Final maestro


Uno de los finales que más me han sorprendido es el de Los pájaros, la película de Alfred Hitchcock en que un pueblecito se ve atacado, sin razón aparente, por bandadas de pájaros, la mayoría con connotaciones siniestras; así, los cuervos o las gaviotas. (Uno, que ha observado los cuervos americanos en su hábitat natural, se sorprende por la mala fama que tienen, pero, ya se sabe, contra la sabiduría popular no hay nada que hacer). 

Los pájaros, como si presagiaran un mal cósmico, se reúnen en ese pueblecito de la costa oeste americana. La fotografía, el graznido terrorífico, los rostros de los personajes – el miedo que aletea ante una catástrofe natural que se anuncia pero de la que nadie sabe nada – crean la atmósfera ominosa.

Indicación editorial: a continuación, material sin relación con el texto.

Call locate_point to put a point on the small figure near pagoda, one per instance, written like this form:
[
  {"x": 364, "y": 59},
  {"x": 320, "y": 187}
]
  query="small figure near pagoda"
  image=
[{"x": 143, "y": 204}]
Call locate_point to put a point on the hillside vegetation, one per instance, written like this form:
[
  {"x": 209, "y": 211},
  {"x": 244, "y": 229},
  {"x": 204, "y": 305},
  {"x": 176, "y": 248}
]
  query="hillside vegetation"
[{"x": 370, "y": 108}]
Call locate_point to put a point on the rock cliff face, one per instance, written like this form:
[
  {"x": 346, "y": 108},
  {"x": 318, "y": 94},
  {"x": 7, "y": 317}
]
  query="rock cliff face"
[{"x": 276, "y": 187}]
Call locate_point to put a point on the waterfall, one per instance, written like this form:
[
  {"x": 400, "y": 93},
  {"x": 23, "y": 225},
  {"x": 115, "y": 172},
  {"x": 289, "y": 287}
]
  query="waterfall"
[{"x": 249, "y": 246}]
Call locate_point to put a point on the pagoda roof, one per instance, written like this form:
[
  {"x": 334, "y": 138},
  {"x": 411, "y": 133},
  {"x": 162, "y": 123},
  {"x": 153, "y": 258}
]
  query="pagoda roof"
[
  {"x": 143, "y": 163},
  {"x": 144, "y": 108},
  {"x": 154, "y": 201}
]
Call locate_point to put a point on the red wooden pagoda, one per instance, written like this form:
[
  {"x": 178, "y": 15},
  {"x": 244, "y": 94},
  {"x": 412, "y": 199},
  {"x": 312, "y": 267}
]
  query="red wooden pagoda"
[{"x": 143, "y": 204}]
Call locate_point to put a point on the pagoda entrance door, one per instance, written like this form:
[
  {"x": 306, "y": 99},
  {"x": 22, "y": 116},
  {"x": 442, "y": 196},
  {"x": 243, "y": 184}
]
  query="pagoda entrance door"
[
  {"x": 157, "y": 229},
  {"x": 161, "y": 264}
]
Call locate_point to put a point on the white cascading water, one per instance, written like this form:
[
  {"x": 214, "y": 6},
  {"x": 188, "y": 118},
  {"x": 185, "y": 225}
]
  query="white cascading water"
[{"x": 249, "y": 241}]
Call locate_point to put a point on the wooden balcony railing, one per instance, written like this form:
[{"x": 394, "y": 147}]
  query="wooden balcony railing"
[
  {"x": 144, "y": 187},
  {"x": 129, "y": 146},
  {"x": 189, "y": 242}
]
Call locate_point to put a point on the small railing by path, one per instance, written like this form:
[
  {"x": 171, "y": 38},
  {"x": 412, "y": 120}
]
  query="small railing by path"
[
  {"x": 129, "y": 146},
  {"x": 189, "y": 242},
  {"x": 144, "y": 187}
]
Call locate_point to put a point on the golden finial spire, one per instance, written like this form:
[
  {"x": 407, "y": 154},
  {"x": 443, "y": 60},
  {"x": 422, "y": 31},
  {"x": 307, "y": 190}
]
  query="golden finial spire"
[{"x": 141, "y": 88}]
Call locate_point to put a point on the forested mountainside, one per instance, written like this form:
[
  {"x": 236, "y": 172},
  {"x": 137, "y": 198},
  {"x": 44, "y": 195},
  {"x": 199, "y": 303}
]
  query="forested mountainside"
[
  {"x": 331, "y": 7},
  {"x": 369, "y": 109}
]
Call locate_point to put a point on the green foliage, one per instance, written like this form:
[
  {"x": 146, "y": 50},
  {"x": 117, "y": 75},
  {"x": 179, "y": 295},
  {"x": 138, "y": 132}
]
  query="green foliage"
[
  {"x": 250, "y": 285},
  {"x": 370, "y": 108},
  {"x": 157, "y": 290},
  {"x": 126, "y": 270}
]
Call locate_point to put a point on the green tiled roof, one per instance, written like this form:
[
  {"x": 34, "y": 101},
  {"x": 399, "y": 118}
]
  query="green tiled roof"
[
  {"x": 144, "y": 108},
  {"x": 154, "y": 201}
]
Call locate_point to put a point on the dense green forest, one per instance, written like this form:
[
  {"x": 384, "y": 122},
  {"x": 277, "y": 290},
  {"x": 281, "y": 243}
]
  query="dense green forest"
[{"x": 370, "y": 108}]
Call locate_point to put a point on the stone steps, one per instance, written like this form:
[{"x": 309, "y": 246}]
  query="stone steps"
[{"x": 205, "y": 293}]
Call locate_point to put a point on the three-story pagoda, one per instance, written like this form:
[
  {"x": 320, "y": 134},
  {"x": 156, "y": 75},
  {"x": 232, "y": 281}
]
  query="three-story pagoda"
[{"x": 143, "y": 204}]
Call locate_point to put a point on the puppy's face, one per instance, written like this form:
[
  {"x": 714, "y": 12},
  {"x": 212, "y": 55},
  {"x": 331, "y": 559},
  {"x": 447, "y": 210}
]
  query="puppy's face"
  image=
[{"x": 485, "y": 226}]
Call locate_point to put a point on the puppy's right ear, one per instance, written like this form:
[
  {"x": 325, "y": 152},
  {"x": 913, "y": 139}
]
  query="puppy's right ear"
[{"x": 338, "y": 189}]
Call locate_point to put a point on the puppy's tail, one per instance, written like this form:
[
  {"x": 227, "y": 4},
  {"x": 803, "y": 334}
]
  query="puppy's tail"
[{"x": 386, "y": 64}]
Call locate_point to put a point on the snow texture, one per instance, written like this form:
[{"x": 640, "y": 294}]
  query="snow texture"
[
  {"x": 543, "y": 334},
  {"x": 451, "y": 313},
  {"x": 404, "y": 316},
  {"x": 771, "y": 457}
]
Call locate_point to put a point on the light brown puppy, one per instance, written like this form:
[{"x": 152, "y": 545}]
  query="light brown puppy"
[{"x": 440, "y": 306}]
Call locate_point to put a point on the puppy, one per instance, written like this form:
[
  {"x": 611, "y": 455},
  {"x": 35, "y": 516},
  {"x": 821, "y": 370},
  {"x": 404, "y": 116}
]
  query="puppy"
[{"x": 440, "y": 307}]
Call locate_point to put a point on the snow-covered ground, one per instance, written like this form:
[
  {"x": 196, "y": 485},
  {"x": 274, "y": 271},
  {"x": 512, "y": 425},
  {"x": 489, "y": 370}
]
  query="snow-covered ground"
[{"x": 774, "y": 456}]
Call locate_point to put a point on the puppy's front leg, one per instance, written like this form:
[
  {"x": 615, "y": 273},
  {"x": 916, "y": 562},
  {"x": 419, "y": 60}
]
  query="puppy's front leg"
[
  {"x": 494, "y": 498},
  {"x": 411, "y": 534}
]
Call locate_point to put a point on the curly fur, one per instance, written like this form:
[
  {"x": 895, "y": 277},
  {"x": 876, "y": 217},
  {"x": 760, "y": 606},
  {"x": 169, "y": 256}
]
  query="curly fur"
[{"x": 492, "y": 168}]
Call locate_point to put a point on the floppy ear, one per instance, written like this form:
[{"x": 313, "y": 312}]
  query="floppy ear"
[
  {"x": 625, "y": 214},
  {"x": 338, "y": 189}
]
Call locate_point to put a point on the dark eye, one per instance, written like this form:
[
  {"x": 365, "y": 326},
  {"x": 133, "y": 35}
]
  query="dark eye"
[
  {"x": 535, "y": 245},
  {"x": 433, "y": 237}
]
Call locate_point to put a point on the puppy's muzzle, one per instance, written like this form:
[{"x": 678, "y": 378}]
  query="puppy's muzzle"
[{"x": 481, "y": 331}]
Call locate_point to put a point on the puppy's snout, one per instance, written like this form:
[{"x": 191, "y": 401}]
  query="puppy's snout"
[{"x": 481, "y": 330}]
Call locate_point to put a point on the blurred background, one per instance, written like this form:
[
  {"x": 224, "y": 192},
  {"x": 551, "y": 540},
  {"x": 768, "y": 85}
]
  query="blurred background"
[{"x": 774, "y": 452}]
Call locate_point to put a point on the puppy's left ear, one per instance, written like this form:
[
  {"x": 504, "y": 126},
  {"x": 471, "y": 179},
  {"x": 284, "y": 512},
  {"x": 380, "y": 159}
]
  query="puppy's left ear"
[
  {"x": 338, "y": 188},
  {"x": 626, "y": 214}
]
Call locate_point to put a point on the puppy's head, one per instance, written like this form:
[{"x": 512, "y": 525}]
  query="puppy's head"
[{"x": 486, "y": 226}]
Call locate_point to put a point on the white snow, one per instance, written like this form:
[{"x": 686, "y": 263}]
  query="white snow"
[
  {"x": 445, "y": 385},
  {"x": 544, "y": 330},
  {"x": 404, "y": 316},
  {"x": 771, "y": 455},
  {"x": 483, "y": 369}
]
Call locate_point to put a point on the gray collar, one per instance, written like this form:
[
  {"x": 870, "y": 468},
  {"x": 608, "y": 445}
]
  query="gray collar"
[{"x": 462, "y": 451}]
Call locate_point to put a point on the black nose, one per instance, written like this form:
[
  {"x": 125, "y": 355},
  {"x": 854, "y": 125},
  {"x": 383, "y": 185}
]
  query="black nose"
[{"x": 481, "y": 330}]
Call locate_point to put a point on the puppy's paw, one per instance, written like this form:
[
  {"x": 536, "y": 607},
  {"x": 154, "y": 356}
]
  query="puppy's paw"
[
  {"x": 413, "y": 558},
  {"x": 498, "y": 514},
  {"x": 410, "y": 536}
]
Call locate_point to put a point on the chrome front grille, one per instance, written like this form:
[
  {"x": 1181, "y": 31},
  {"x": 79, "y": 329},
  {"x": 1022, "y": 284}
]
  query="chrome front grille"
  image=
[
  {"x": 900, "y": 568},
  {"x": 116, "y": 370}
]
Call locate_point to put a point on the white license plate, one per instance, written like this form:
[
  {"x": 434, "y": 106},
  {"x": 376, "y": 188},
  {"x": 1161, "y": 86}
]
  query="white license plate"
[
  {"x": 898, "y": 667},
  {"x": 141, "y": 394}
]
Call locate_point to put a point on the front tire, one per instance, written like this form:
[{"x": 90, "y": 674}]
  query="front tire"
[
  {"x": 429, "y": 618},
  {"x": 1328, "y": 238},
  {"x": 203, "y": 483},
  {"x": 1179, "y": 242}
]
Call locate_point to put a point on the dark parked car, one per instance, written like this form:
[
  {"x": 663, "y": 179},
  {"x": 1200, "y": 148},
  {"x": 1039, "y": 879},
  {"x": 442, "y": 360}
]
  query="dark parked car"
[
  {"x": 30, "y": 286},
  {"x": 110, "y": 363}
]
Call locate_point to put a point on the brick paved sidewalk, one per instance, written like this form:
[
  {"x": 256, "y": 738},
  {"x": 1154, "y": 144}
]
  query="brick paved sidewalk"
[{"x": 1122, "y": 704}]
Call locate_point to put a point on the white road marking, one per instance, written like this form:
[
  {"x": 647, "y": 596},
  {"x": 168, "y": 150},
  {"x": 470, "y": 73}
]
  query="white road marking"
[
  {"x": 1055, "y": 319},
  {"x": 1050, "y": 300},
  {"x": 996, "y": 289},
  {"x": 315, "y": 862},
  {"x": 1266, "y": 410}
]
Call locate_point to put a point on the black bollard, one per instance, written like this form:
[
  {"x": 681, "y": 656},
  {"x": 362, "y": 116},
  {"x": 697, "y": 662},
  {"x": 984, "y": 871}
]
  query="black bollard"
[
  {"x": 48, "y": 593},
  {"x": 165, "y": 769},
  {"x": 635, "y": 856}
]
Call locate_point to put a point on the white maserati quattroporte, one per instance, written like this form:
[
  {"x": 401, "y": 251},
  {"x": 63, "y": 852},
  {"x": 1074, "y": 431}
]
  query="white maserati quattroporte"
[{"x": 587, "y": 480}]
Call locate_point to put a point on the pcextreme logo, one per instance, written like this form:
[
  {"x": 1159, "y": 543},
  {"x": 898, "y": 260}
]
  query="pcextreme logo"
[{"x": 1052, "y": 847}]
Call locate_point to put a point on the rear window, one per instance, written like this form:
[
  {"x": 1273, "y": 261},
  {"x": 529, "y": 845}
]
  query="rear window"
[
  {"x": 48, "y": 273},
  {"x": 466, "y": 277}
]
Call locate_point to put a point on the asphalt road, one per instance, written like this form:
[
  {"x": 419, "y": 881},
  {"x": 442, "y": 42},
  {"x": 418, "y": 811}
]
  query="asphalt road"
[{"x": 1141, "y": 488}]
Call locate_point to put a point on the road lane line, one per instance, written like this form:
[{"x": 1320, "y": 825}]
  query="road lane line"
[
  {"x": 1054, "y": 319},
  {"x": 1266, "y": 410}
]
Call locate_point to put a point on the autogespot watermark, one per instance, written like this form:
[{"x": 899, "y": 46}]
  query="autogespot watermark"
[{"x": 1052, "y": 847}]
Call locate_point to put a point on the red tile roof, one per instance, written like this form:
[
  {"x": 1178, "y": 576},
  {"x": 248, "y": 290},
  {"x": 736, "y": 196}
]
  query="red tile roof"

El espectador podría esperar que al final todo se resolviera con un triunfo del bien. El cineasta genial que es Hitchcock piensa – y acierta – que es mejor dejar la sombra de la catástrofe sobrevolando el pueblo. Los protagonistas se marchan hacia el horizonte huyendo de la pesadilla que han vivido, aunque en la película no hay sombra de duda de que lo que han vivido es real e incomprensible. 

Ese coche que se aleja, que es el preludio de los títulos de crédito, deja al espectador con un poso de insatisfacción y de desasosiego.